- Directed by: Akash Sherman
- Written by: Akash Sherman
- Produced by: Shane Fennessey Adam Scorgie Sunny Sidhu
- Starring: Gama Singh Champagne Singh
- Cinematography: Chase Gardiner
- Edited by: Pollyanna Hardwicke-Brown Kevin Morstad Akash Sherman
- Music by: Gagan Singh
- Production companies: Fennessey Films FMT Productions Score G Films
- Distributed by: Crave
- Release date: September 25, 2025 (CIFF);
- Running time: 95 minutes
- Country: Canada
- Language: English

= Singhs in the Ring =

2025 Canadian documentary film

Singhs in the Ring is a Canadian documentary film, directed by Akash Sherman and released in 2025. The film profiles Gama Singh, a pioneering Punjabi Canadian wrestler who was a leading figure in the Stampede Wrestling promotion during his career, as well as his son Raj Singh Sahota, who has carried on the family legacy after his father's retirement.

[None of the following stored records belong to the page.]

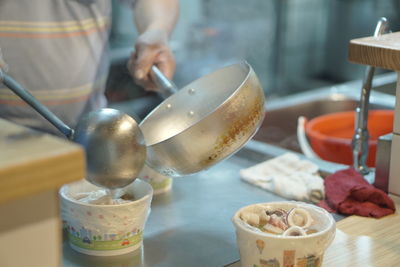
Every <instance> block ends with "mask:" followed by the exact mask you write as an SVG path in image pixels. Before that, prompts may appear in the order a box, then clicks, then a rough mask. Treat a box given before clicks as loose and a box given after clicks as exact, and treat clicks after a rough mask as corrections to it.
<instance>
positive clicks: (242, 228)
mask: <svg viewBox="0 0 400 267" xmlns="http://www.w3.org/2000/svg"><path fill="white" fill-rule="evenodd" d="M260 207H269V208H272V209H273V210H275V209H284V210H286V211H289V210H291V209H293V208H300V209H304V210H306V211H308V212H309V214H310V215H311V218H312V219H313V224H315V225H314V226H313V224H311V227H317V228H318V231H317V232H315V233H310V234H308V235H305V236H284V235H277V234H272V233H266V232H263V231H261V230H259V229H258V228H256V227H253V226H250V225H249V224H247V223H246V222H245V221H244V220H243V219H242V218H241V216H243V213H244V212H253V211H254V210H256V209H259V208H260ZM232 222H233V224H234V226H235V228H236V238H237V245H238V248H239V253H240V261H241V266H242V267H248V266H250V267H253V266H307V267H314V266H321V264H322V259H323V255H324V252H325V250H326V249H327V248H328V246H329V245H330V244H331V242H332V241H333V239H334V236H335V231H336V226H335V220H334V219H333V217H332V215H331V214H329V213H328V212H327V211H326V210H324V209H322V208H319V207H317V206H314V205H311V204H305V203H302V202H295V201H286V202H271V203H260V204H254V205H250V206H246V207H244V208H241V209H240V210H238V211H237V212H236V213H235V215H234V216H233V218H232Z"/></svg>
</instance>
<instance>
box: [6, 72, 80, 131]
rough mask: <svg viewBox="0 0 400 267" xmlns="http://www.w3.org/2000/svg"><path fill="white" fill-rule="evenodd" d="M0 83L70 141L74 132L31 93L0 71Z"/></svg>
mask: <svg viewBox="0 0 400 267" xmlns="http://www.w3.org/2000/svg"><path fill="white" fill-rule="evenodd" d="M0 81H1V82H2V83H3V84H4V85H5V86H7V87H8V88H9V89H11V91H13V92H14V93H15V94H17V95H18V96H19V97H20V98H22V99H23V100H24V101H25V102H26V103H28V104H29V105H30V106H31V107H32V108H34V109H35V110H36V111H37V112H39V113H40V115H42V116H43V117H44V118H45V119H46V120H48V121H49V122H50V123H51V124H53V125H54V126H55V127H56V128H57V129H58V130H59V131H60V132H61V133H63V134H64V135H65V136H66V137H67V138H68V139H72V137H73V134H74V130H72V129H71V128H70V127H68V125H66V124H65V123H64V122H62V121H61V120H60V119H59V118H58V117H57V116H56V115H54V114H53V113H52V112H51V111H50V110H49V109H48V108H47V107H46V106H44V105H43V104H42V103H40V102H39V101H38V100H37V99H36V98H35V97H34V96H33V95H32V94H31V93H29V92H28V91H27V90H26V89H25V88H23V87H22V86H21V85H20V84H18V83H17V82H16V81H15V80H14V79H13V78H11V77H10V76H9V75H8V74H6V73H4V72H3V71H2V70H1V69H0Z"/></svg>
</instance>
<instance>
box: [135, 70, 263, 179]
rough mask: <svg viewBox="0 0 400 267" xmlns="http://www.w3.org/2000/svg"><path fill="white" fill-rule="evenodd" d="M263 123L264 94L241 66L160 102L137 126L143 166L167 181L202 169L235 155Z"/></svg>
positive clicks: (252, 73) (207, 77)
mask: <svg viewBox="0 0 400 267" xmlns="http://www.w3.org/2000/svg"><path fill="white" fill-rule="evenodd" d="M263 118H264V93H263V89H262V88H261V85H260V82H259V80H258V78H257V76H256V74H255V72H254V71H253V69H252V68H251V66H250V65H249V64H247V63H245V62H242V63H238V64H233V65H230V66H227V67H225V68H222V69H220V70H217V71H215V72H213V73H211V74H209V75H206V76H204V77H202V78H200V79H198V80H196V81H194V82H192V83H190V84H189V85H187V86H185V87H184V88H182V89H181V90H179V91H178V92H177V93H175V94H173V95H172V96H170V97H169V98H167V99H165V100H164V101H163V102H162V103H161V104H160V105H159V106H158V107H157V108H155V109H154V110H153V111H152V112H151V113H150V114H149V115H148V116H147V117H146V118H144V120H143V121H142V122H141V123H140V125H139V127H140V129H141V130H142V132H143V135H144V138H145V142H146V146H147V159H146V164H147V165H148V166H150V167H151V168H153V169H155V170H157V171H158V172H160V173H162V174H164V175H168V176H184V175H189V174H193V173H196V172H199V171H201V170H204V169H207V168H209V167H211V166H213V165H215V164H216V163H218V162H220V161H221V160H223V159H225V158H227V157H229V156H231V155H232V154H234V153H235V152H236V151H238V150H239V149H240V148H241V147H242V146H243V145H244V144H245V143H246V142H247V141H248V140H249V139H250V138H251V137H252V136H253V135H254V134H255V133H256V131H257V130H258V128H259V126H260V124H261V122H262V120H263Z"/></svg>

Other figures appearing in the film include Bret Hart, Chelsea Green, Lance Storm, Singh's nephew Yuvraj Dhesi and sportscaster Harnarayan Singh.

The film premiered at the 2025 Calgary International Film Festival.

==Awards==
At CIFF, the film won the Audience Award for the Alberta Spotlight program.

Gagan Singh received a Canadian Screen Award nomination for Best Original Music in a Documentary at the 14th Canadian Screen Awards in 2026.